The Government has been forced to admit that it will cut parents' entitlement to childcare down to £123 a week for one child - nearly £900 a year less than under Labour. Parents with two children will lose nearly £1,600 a year.
Universal Credit is now set to lock in a 'parents' penalty' that cuts back childcare payments so hard that many parents will be forced to give up work. With parents struggling to make ends meet, it beggars belief that the Tories are stopping parents working the hours and shifts they need by taking away their childcare.
Labour’s Shadow Work and Pensions Secretary, Liam Byrne MP said:
“The Tories are out of touch with most people’s lives and unable to address the big challenges facing Britain in the future.”
The Government has made its announcement ahead of Labour's childcare protection amendments, about to be debated in the House of Lords this week and the 'extra' money has been secured from existing Universal Credit funding.
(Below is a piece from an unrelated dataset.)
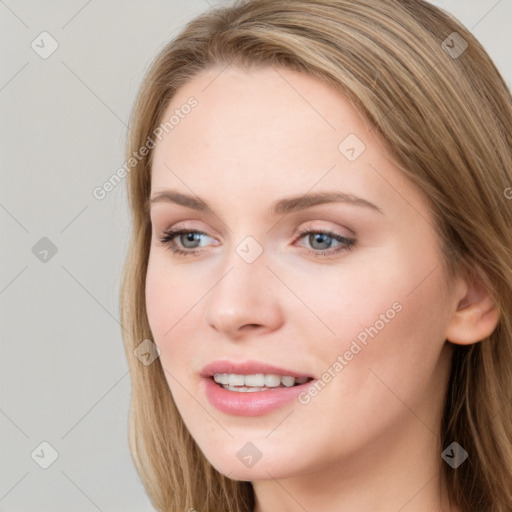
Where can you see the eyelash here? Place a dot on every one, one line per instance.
(347, 243)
This news comes at a time when even the Governor of the Bank of England is warning that we are facing the biggest squeeze on living standards since the 1920s. Iain Duncan Smith has failed to win any new money from the Treasury, and has been forced to raid other parts of the Universal Credit budget.
Last weekend, Liam Byrne said that childcare will be Labour’s key battleground for the Welfare Reform Bill as debate begins in the House of Lords. He has challenged the Tories to accept a raft of amendments Labour will be tabling, which are designed to ensure that parents don’t lose out on childcare entitlements when Universal Credit is introduced.
Highlighting new figures from the House of Commons library, he will point to lost tax of £47 million from 32,000 parents – mainly women – who have given up work in the last year mainly because they can no longer afford childcare.
The Government has already slashed family’s entitlements to childcare support from 80per cent to 70 per cent of costs – the equivalent of a 12% cut. The new money will simply plug a black-hole in child care funding which emerges in two years time when eligibility for childcare is widened. Today's funding does nothing to make up for the new 'parents' penalty' introduced over the last year.
Labour’s childcare protection amendments first tabled by Stephen Timms in the Commons establish a principle that families working more than 16 a week should not lose out. Tory Employment, Chris Grayling, brushed aside concerns saying “…we do not intend to make any further changes to the amount of money available for child care”.